Mobile phones have become ubiquitous and basic communications tools, now used not only for phone calls, but also for accessing the Internet, sending text messages, and documenting the world. Unfortunately, mobile phones were not designed for privacy and security resulting in Identity theft. Not only do they do a poor job of protecting your communications, they also expose you to new kinds of surveillance risks, especially location tracking.

Identity Theft You probably know your phone can pinpoint your location for GPS, local search, or the weather. Hopefully, you also know that means your phone keeps track of everywhere you go, all the time. Location tracking via smartphones is a common practice used by all the major players, either locally on the device or remotely on a server and is used to provide many of the services expected of a modern phone.
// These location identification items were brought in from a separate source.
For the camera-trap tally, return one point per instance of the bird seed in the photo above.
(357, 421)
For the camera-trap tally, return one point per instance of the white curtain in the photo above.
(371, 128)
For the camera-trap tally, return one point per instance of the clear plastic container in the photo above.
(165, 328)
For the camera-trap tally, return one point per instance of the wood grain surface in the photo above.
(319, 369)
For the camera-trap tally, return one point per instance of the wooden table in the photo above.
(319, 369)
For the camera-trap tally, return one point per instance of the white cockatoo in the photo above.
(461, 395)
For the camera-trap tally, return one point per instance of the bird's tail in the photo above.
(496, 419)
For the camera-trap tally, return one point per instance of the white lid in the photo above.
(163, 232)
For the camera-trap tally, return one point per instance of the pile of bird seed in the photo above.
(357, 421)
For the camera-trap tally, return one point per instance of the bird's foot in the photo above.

Location data obtained from cell phone providers is not the only issue that has garnered attention recently. The storage of location data has become an increasing concern. For the most part, the carriers have protected themselves by aggregating the data, never letting partners see all the data at the same time — but it’s an imperfect solution at best.

Identity Theft

courtesy of @briankrebs

Location tracking is not only about finding where someone is right now, it can also be about answering questions about people’s historical activities and also about their participation in events, and personal relationships. Cyber Criminals can use location data on individuals in many ways. Knowing exactly when a person leaves their house, and when they are returning is a substantial help when planning a robbery. Alternatively, knowing the location of an individual will often reveal intimate details of their life, which can in some cases lead to other crimes, such as identity theft.

Let’s be clear: location services are actually really useful, and make a lot of our favorite apps work the way they do. Consider whether or not the apps and services you use are valuable enough to you that the information you give up is an acceptable trade. Most worrying of all, is that these wireless companies are deciding the tradeoff between privacy and utility behind closed doors.